Is there a way to make this agent go faster? I can imagine that doing some changes in the code will make the processing go much faster.
To start with, Patrick asked the question in a reasonable manner, which is always pleasant.  While he did not post the code until a later post, he explained the scenario well.

Then the fun began.  A series of suggestions were made, by myself and others, all of which were reasonable, and a few of which were eye opening.  In roughly chronological order, it was suggested that:
  1. The text file be read into a list or array to save re-processing the file (both Alan Bell and I suggested this)
  2. That GetNthDocument be avoided and GetNextDocument used instead (Vilhjalmur Helgason suggested this)
  3. That a view be walked instead of a collection, and that the ColumnValues(i) be used instead of opening the document (Vilhjalmur Helgason suggested this too)
  4. That the document not be saved unless a change was made (my idea after seeing Patrick's code, which did Save every time)
  5. That a subcollection be made using a view and GetDocumentsByKey, then have the StampAll method be used to process once for each 1000 entries. (John Buragas came up with this)

Each suggestion seemed sensible, and each successive idea will probably lead to a significant increase in speed. Patrick asked the original question at 9:10am, and Alan Bell had posted a bit of code showing how to accomplish John's suggestion by 10:41am.  I would venture that the StampAll method will be a huge performance winner, but even if it is not, the previous suggestions are all excellent.  This is an excellent of how a "self help" forum can work at its best.  Cheers to all involved, and I look forward to hearing back from Patrick on what the results were.  I certainly learned something.

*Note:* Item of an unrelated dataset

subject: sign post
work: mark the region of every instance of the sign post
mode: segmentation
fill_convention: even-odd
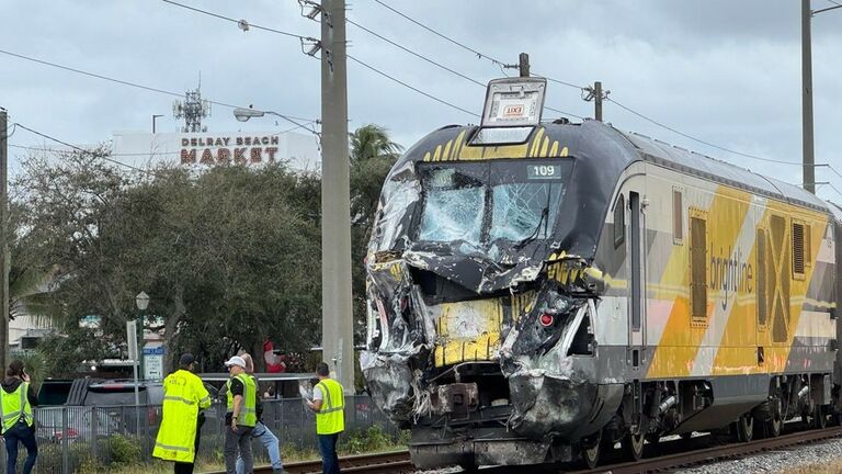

Copyright 2006 Genii Software Ltd.

What has been said:

415.1. Andre Guirard
(01/04/2006 06:05 AM)

Another point: if processing documents one at a time (instead of using StampAll), use the Delete statement to remove them from memory when you're finished with each one; otherwise they accumulate and clog up your memory, which can cause slowness.

415.2. Ben Langhinrichs
(01/04/2006 08:51 AM)

Excellent point. I am thinking that I might be able to make a mini-article with the more generic case in mind (e.g., for n documents where n is very large, check value of field f against choices and replace with matching values) and address each of these more completely. When should you consider each approach, with a cascading set of possibilities. I'll let you know if I do.